Он окажется в заключении, пока не сможет заплатить долги, а этого никогда не произойдет.
Граф взглянул на свое отражение в зеркале.
Он был не тщеславен, но подумал, что в этом платье выглядит так, что любая женщина могла бы гордиться таким мужем.
Как же сможет он жить всю оставшуюся жизнь, пряча свою жену от всех, извиняясь, если кто-то увидит ее, тая ее происхождение от лучших друзей?
«Это невозможно!» – думал граф в полном отчаянии.
На глаза ему попался портрет матери сэра Антони. Она была очень красива.
Не отдавая себе в этом отчета, Инчестер шептал, как молитву:
– Пусть она будет не слишком отвратительной, не слишком отталкивающей!
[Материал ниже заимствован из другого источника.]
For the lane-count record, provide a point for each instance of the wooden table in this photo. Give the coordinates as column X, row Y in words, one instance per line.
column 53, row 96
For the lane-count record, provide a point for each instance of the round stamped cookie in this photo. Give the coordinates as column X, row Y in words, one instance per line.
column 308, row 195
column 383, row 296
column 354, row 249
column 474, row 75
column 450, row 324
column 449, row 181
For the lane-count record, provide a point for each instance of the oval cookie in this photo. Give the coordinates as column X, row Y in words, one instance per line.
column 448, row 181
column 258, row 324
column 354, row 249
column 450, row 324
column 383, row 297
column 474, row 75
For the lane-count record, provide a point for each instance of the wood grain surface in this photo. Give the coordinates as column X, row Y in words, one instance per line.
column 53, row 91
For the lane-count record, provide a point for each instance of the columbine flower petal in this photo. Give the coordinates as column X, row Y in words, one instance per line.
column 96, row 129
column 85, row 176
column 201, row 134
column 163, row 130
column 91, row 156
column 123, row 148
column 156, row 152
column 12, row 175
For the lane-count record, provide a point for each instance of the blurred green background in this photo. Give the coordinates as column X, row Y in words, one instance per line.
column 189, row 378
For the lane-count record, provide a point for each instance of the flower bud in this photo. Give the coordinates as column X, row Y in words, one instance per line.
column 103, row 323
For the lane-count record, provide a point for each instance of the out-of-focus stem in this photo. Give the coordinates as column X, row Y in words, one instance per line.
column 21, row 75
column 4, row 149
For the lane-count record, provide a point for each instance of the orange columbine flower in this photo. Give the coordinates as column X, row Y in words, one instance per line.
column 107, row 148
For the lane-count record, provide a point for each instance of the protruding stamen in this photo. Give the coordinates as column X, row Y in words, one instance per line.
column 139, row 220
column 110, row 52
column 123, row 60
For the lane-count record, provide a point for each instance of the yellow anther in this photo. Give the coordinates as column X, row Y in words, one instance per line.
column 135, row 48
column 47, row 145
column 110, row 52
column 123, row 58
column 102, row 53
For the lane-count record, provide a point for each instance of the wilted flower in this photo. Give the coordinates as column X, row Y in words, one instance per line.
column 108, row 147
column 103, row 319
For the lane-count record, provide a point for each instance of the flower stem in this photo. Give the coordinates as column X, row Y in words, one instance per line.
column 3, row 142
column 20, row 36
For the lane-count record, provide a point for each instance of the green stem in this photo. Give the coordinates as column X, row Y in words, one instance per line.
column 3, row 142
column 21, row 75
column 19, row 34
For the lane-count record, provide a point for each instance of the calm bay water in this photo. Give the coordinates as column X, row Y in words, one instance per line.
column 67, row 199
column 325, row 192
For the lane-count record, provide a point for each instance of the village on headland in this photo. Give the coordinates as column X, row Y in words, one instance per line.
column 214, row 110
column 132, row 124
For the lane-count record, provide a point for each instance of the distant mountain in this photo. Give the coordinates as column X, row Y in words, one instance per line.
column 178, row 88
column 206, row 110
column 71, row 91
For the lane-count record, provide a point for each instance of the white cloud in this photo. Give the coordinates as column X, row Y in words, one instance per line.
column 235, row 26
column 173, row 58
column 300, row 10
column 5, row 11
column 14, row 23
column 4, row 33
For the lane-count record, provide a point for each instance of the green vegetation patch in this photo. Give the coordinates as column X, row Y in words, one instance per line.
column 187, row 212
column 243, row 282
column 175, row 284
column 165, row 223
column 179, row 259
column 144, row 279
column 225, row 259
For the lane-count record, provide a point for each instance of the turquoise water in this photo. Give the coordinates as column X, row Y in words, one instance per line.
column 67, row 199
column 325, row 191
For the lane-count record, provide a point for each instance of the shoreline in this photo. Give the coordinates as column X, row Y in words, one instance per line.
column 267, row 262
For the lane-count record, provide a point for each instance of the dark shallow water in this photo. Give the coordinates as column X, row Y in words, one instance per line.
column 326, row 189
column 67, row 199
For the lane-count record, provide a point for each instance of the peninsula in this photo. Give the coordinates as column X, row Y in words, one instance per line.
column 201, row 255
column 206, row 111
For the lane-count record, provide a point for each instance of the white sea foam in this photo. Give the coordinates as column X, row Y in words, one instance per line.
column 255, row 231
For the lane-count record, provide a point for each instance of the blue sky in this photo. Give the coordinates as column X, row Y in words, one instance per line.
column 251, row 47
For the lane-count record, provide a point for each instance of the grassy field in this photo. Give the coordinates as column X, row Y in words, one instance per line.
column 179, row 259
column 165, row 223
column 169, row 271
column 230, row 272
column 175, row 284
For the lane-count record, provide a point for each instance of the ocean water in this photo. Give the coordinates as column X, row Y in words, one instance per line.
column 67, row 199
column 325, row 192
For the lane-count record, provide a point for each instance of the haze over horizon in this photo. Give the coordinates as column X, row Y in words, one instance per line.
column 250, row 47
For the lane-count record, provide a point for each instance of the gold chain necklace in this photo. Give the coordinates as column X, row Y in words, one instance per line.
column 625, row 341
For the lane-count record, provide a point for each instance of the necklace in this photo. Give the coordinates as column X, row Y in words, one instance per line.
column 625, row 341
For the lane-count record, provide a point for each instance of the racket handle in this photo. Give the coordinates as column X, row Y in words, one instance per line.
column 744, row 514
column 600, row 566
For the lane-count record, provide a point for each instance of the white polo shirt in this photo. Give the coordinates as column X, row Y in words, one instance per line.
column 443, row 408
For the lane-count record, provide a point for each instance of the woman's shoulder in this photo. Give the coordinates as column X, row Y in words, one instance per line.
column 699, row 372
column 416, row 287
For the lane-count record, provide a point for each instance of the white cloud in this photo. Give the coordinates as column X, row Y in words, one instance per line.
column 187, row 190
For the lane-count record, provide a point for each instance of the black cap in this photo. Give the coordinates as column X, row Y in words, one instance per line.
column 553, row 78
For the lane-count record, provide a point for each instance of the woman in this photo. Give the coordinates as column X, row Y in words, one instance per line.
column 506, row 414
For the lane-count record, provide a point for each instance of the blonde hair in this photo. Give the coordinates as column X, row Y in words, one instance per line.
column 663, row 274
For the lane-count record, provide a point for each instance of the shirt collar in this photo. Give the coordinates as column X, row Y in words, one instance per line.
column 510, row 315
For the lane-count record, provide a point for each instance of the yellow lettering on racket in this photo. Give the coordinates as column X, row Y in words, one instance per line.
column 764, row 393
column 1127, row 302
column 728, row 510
Его слова вырывались из самого сердца. Его терзал не просто страх, на» глубочайшее душевное страдание.
После восхитительного ленча в Уайт-Клубе граф поднялся из-за стола.
Несколько приятелей присоединились к ним с сэром Антони.
– Как дела, Инчестер? – приветствовали они графа. – Приятно снова видеть вас!
Все обратили внимание на его костюм.
Один, более откровенный, чем остальные, заметил:
– Вы выглядите чертовски шикарно! Направляетесь в Карлтон-Хаус?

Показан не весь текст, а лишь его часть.